Темный карнавал - стр. 11
– Хватит уже, Спид! – Тимоти почти перестал рыдать.
Паук спустился по его щеке, занял позицию под носом, заглянул в ноздри, словно хотел разглядеть его мозг, а затем перелез на кончик носа, уселся там на корточки и уставился на Тимоти своими изумрудными глазами – и смотрел до тех пор, пока Тимоти не разобрал смех.
– Да уйди же ты, Спид!
В ответ паук спустился к его губам и в шестнадцать легких движений зигзагообразно заклеил ему рот серебряными нитями.
– Мммммм, – промычал Тимоти.
Зашуршав сеном, Тимоти приподнялся и сел. Земля светилась в лунном свете после дождя. Из дома доносилась приглушенная перебранка – там играли в «Свет мой, зеркальце». Для этой игры к стене ставили огромное зеркало. А затем в его темной мути с воплями выявляли тех, чьих отражений нет, не было и не будет никогда!
– Что будем делать, Спид? – Паутина на губах порвалась.
Спид свалился на пол и стремительно побежал к дому, но Тимоти поймал его и вернул в карман рубашки.
– Ладно, Спид. Пошли обратно. И будем веселиться, несмотря ни на что.

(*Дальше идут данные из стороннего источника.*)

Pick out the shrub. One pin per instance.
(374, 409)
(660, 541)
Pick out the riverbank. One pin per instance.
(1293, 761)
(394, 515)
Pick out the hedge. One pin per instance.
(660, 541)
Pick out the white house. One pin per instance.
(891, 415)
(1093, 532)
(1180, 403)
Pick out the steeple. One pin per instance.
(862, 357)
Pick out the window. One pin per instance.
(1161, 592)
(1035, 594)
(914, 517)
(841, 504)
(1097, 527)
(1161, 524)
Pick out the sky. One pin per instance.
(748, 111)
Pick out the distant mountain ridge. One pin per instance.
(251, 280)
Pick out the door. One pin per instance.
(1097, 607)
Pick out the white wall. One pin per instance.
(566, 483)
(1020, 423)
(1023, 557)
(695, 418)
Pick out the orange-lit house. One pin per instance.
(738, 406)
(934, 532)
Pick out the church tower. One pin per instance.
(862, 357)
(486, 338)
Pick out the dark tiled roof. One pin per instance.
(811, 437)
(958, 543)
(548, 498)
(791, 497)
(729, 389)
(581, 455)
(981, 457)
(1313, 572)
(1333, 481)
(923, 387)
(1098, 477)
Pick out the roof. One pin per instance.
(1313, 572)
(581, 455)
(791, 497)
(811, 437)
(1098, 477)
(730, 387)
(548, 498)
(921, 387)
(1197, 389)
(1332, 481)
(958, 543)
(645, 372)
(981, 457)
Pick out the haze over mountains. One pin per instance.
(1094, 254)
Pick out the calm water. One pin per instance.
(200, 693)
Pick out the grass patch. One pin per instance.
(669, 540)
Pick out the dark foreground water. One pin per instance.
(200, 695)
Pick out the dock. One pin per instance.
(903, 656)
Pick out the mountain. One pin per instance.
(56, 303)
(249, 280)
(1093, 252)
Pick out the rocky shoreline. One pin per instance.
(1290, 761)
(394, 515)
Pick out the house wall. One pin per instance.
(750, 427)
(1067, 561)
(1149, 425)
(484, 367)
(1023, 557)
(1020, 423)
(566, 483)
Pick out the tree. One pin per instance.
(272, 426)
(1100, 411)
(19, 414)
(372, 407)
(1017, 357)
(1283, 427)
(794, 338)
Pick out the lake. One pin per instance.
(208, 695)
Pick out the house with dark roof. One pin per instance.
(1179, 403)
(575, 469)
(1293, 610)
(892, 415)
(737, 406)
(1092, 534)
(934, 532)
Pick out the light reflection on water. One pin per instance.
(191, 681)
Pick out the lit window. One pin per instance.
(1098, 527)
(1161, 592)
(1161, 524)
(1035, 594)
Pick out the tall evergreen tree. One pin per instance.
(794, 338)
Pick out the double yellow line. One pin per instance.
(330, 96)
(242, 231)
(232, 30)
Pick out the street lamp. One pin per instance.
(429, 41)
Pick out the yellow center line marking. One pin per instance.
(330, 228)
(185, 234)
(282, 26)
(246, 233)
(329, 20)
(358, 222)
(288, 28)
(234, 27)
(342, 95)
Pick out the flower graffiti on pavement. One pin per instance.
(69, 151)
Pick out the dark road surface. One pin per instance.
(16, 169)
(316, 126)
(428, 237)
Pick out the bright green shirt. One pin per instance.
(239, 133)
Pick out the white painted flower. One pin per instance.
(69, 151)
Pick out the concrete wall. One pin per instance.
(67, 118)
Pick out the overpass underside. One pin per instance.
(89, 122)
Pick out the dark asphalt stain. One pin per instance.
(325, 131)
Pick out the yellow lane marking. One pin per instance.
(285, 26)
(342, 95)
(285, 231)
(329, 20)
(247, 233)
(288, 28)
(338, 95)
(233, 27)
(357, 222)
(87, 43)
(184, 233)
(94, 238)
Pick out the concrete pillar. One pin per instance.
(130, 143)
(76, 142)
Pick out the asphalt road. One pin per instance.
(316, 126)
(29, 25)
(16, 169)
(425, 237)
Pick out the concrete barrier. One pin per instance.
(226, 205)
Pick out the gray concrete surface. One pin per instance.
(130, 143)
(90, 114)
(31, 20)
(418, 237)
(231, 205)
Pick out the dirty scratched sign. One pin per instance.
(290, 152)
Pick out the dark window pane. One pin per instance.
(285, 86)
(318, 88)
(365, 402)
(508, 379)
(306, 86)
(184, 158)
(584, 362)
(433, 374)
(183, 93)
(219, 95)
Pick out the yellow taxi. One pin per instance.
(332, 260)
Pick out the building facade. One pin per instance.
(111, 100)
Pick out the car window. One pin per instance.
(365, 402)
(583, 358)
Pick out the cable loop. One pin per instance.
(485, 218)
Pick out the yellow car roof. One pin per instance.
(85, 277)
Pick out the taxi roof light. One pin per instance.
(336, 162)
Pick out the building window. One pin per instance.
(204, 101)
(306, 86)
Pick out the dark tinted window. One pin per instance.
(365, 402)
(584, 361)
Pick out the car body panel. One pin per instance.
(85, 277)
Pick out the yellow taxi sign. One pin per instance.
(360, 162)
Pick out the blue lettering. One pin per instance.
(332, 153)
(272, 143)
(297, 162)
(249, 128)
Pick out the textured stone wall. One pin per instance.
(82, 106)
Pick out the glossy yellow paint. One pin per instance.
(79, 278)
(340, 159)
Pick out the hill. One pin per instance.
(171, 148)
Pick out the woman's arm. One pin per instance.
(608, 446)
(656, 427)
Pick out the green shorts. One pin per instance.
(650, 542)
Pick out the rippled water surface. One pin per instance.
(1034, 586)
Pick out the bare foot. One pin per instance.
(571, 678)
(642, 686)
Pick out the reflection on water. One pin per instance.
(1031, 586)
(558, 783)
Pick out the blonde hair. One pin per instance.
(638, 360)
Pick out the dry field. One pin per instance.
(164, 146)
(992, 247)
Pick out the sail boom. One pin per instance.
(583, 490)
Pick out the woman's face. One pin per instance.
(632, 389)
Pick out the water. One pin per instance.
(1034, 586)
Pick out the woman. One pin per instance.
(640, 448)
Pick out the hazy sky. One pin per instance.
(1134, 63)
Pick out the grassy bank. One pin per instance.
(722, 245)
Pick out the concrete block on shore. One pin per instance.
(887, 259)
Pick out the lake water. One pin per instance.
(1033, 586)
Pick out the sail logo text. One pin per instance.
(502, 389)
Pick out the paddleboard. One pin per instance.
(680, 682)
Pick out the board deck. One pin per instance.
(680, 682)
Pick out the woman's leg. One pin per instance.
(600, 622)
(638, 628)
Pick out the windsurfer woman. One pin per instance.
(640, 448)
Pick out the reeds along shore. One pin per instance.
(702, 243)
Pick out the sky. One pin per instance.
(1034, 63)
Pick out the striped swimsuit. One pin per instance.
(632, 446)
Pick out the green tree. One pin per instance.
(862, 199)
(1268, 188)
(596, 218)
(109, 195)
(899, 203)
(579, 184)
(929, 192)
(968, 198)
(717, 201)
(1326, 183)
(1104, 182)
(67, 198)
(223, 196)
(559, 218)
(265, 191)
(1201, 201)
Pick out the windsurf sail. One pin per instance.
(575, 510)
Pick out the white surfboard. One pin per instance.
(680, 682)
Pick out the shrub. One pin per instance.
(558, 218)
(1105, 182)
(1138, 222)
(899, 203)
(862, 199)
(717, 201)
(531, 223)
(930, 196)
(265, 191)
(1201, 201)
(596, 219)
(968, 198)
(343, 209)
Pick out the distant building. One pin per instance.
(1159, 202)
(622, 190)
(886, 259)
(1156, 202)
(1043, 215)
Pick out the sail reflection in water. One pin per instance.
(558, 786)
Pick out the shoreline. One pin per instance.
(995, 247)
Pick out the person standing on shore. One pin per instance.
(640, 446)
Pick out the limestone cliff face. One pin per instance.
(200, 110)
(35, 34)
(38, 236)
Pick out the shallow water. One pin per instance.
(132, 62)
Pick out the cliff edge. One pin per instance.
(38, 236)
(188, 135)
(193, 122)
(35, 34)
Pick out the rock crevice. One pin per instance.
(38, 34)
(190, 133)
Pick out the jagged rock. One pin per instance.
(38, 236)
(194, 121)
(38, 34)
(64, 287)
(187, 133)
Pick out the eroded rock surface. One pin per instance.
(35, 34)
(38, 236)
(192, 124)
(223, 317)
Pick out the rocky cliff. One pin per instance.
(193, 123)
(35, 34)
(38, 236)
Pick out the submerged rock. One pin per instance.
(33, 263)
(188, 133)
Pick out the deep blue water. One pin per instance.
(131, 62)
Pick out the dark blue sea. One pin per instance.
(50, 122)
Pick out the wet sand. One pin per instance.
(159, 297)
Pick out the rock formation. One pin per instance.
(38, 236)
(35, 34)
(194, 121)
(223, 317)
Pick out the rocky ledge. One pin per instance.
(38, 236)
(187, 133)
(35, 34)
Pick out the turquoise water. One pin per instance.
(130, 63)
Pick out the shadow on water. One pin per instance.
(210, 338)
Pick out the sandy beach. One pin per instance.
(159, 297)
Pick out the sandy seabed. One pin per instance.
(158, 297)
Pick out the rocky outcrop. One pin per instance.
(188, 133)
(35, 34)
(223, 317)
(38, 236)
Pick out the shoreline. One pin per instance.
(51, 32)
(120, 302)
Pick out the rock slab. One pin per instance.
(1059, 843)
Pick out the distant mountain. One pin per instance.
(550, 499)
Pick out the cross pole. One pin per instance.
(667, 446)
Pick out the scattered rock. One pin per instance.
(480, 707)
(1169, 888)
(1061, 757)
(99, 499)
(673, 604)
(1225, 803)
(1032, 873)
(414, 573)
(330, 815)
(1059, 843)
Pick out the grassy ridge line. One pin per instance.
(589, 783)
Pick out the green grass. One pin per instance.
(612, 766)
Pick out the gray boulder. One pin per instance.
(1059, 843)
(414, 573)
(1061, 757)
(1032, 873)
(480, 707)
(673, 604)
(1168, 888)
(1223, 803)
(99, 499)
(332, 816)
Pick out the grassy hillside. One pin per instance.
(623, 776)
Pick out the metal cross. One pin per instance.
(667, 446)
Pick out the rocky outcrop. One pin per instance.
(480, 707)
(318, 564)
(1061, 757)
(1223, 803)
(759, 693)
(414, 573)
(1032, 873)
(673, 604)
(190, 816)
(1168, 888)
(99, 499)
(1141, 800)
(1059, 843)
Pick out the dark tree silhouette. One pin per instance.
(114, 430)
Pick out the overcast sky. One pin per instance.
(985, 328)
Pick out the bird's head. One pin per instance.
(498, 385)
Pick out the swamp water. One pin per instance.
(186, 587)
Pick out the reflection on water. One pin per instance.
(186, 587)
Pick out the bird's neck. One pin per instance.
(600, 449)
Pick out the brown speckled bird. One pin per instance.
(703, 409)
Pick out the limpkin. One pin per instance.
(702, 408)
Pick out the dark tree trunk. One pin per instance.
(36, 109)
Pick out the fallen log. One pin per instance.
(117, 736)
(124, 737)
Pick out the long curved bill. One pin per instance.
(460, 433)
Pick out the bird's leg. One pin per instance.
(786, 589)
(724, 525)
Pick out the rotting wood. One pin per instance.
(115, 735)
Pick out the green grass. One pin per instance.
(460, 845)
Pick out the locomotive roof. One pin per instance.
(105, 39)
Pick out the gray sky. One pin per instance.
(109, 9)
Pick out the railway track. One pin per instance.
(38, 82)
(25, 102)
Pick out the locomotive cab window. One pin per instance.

Когда Тимоти проходил мимо платана, сверху на него спланировал зеленый тент и придавил его к земле ярдами шелка.
– Дядя Эйнар!
– Тимоти… – Крылья расправились, вздрогнули и снова сложились с барабанным стуком.
Тимоти почувствовал, как Эйнар подхватил его чуть ли не одним пальцем и посадил к себе на плечо.
– Не расстраивайся, Племянничек. Каждому – свое, и каждый – за себя. Уж кто-кто, а ты в лучшем положении, поверь мне. Ты по-настоящему богат. Мы – что? Для нас мир уже мертв. Мы так много видели, что все слилось для нас в один цвет, и этот цвет – серый. Все лучшее, что может дать жизнь, – у вас, у тех, кто меньше прожил. Цена за унцию такой жизни выше, Тимоти, помни об этом.
Начиная с полуночи Дядя Эйнар таскал его по дому из комнаты в комнату, на ходу что-то напевая и пританцовывая. А потом прибыла целая орда опоздавших (состоящая из Прапрапрапрапрапрапрапрапрапрапрабабушки и еще примерно тысячи Прабабушек), и веселье вышло на новый виток. Главная Прапра была завернута в египетский саван и представляла собой рулон льняной ткани, обмотанной вокруг ее хрупких коричневых птичьих костей. Ни слова не говоря, она неподвижно лежала у стены, как пригоревшая гладильная доска, – и лишь в ее глазных впадинах мерцал далекий, безмолвный, мудрый свет. Во время завтрака в четыре утра тысячу раз Пра, напряженно застыв, сидела во главе самого длинного стола, а ей с помощью пантомимы изображали тосты с красненьким.
Дедушка Том весь вечер только и делал, что отирался в толпе, щекотал молоденьких племянниц, хватал их и мусолил им шеи. При этом чем дальше – тем больше было в его взгляде невыразимого отчаяния. Бедный Дедуля, шутка ли, при такой профессии – и без зубов!